Dweller - Jeff Strand [5]
Once the water had completely exited the bowl, Larry let go of his neck. He and Nick walked out of the stall, laughing. Another scrawny twerp successfully humiliated.
Could’ve been worse. Had been worse, several times. Still, Toby’s cheeks burned from shame and he felt like he was going to throw up as he coughed and gagged and gasped for breath.
Toby left the stall, turned on one of the faucets, and tried to rinse the piss out of his hair. He could tattle on those jerks and get them suspended, but suspensions were temporary, and there wasn’t much the school board could do if the bullies decided to lie in wait for him next to his front porch with tire irons and broken bottles.
Okay, he didn’t actually believe that Larry and Nick would kill him, or even hospitalize him. The most violence they’d inflict was a hard punch to the stomach, maybe some light bruises elsewhere. But there was a code of honor at Orange Leaf High: you didn’t rat out your peers. Not even awful, reprehensible, deserve-to-die peers. Nobody liked a rat fink. If Toby went to his parents or a teacher, he’d be scorned by every kid in school.
He was already the Weird Kid in a school that was severely lacking in other weird kids.
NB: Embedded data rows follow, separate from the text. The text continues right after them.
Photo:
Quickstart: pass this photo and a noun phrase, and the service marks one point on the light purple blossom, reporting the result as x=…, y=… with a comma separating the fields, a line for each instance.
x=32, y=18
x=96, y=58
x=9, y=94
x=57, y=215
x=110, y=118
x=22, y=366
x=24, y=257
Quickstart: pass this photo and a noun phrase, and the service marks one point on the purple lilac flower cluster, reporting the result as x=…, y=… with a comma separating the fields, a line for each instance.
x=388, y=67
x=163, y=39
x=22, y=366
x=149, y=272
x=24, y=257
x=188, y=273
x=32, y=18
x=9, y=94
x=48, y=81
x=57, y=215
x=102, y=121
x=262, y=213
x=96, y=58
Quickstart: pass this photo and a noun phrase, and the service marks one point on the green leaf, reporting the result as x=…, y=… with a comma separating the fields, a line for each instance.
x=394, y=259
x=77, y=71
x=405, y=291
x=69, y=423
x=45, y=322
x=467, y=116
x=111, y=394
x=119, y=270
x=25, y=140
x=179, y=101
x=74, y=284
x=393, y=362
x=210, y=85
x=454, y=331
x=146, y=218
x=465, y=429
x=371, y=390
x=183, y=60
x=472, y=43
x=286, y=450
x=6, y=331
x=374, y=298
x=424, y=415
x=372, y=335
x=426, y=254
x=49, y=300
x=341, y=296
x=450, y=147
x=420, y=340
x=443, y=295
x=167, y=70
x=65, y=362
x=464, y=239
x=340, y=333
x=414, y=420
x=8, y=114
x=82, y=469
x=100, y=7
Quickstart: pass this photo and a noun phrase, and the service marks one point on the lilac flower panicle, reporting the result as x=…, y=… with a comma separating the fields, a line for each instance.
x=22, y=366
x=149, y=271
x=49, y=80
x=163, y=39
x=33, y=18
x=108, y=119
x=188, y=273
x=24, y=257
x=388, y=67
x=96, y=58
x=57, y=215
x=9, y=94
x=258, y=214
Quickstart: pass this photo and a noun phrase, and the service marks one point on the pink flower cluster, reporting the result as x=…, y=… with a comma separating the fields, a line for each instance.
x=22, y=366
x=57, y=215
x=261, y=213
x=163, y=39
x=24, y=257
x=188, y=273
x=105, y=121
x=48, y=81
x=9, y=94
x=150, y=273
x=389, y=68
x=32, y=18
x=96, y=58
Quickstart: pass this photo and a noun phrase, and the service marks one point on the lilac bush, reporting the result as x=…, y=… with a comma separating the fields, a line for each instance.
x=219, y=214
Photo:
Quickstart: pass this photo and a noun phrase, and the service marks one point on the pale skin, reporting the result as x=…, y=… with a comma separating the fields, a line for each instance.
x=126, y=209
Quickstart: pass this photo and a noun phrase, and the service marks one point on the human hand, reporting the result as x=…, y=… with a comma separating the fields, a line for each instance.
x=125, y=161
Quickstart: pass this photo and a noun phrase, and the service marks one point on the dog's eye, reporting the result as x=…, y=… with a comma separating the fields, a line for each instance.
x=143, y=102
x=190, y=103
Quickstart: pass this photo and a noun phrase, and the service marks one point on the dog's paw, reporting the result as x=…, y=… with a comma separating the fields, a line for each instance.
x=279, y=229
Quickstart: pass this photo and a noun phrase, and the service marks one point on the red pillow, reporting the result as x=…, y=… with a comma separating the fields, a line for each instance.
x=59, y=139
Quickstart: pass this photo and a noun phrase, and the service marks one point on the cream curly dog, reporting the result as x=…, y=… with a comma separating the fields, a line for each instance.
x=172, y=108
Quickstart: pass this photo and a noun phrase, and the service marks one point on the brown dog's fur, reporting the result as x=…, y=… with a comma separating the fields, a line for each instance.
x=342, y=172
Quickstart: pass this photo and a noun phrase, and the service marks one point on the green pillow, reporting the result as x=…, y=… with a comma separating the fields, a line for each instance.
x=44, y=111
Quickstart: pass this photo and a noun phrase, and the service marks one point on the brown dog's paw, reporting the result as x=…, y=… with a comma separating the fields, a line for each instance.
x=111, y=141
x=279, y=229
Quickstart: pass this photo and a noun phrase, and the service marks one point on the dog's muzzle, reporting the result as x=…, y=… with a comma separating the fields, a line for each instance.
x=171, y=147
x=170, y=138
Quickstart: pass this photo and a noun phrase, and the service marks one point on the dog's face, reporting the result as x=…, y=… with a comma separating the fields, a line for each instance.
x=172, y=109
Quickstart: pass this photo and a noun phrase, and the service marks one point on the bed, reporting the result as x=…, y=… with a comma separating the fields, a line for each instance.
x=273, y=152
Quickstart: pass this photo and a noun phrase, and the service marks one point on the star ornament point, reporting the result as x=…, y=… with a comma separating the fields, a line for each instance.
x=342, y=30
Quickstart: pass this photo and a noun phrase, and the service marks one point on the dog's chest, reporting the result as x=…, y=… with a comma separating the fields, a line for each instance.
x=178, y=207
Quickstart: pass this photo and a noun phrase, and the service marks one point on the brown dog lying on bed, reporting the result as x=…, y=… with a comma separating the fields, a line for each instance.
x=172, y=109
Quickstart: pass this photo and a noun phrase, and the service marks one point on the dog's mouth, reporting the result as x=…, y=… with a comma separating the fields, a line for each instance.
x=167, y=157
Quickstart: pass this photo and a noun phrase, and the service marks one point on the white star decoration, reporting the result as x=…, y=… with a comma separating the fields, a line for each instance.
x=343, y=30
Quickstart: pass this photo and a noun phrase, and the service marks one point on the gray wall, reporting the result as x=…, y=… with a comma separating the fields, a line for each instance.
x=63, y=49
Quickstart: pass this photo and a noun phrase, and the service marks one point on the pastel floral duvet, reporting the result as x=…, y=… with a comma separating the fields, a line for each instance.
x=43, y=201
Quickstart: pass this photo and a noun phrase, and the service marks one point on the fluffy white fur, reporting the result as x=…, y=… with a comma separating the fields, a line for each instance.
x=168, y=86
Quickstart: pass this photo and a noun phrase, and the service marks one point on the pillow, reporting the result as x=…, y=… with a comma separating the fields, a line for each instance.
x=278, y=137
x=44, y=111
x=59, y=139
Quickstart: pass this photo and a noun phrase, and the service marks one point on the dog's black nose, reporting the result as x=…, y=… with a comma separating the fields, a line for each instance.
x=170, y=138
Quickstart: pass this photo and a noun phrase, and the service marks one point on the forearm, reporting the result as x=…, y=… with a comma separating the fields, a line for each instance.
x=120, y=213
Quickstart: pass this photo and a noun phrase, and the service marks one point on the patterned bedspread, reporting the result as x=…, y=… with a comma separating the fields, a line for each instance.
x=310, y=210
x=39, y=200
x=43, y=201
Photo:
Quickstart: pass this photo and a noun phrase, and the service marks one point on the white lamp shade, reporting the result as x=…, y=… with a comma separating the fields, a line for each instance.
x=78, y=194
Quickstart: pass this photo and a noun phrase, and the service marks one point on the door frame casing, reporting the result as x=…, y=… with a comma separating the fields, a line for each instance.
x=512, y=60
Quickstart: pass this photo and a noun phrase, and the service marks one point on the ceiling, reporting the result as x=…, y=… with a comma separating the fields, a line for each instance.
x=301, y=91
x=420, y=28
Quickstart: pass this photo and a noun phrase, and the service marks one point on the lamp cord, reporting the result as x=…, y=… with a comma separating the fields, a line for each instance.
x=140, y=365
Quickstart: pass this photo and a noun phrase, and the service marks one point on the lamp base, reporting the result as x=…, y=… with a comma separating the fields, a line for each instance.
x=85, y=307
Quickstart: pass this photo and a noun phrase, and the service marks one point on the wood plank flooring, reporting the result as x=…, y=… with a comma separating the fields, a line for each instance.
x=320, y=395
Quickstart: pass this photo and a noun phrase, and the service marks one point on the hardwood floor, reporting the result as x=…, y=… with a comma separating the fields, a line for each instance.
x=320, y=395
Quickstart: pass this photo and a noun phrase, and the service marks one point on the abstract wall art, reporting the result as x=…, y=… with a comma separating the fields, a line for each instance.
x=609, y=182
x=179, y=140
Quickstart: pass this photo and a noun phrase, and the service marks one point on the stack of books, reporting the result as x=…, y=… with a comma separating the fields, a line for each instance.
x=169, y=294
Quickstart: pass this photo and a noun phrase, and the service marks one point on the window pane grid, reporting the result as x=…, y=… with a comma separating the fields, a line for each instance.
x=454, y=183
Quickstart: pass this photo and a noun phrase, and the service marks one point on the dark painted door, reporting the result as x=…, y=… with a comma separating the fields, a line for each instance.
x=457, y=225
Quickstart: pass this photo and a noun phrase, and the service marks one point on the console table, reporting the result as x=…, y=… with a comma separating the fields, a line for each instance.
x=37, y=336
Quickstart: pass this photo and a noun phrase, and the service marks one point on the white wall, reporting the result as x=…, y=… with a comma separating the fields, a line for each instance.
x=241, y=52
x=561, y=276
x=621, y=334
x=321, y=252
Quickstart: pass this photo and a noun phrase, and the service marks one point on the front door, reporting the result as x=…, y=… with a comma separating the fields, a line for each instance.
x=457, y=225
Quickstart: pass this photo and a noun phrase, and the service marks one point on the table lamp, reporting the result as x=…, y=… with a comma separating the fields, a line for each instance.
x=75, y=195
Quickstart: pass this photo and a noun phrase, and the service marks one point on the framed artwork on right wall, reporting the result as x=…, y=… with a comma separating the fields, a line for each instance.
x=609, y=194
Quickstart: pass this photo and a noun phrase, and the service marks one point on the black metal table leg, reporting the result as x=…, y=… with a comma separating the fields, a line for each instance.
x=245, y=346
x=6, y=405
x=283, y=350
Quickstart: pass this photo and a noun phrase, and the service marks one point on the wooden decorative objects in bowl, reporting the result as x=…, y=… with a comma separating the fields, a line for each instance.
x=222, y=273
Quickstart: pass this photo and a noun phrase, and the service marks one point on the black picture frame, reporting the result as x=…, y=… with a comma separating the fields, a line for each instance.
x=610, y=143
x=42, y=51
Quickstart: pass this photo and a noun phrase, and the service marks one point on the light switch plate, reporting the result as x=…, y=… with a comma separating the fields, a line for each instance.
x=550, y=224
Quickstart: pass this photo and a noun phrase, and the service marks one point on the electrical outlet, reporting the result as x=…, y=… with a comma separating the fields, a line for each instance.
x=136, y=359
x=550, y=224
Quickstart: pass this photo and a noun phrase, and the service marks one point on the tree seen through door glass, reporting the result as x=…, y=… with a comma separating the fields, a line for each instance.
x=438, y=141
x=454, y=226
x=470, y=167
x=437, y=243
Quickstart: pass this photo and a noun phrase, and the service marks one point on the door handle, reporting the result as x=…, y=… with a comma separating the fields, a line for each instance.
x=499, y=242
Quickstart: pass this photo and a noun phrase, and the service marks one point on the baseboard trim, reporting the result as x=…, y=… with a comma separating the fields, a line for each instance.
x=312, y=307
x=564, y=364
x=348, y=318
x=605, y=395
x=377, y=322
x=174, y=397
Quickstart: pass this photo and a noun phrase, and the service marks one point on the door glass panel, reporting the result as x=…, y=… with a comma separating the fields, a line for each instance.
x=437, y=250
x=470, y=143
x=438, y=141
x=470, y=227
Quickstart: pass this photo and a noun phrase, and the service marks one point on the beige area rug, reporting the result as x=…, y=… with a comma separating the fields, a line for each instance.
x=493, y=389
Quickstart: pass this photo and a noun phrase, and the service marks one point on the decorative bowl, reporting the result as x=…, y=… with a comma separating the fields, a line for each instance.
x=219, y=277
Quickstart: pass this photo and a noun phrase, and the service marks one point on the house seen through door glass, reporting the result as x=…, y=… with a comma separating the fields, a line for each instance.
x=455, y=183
If he became the Weird Kid Who Was Also A Rat Fink, he might as well kiss any glimpse of hope for making friends—real friends, maybe even a girlfriend—good-bye. He didn’t have many friends in elementary school or junior high, but at least the kids there talked to him, sometimes. But most of his halffriends had gone to West End High, and his out-of-the-way address put him in the Orange Leaf High district, so he was starting over.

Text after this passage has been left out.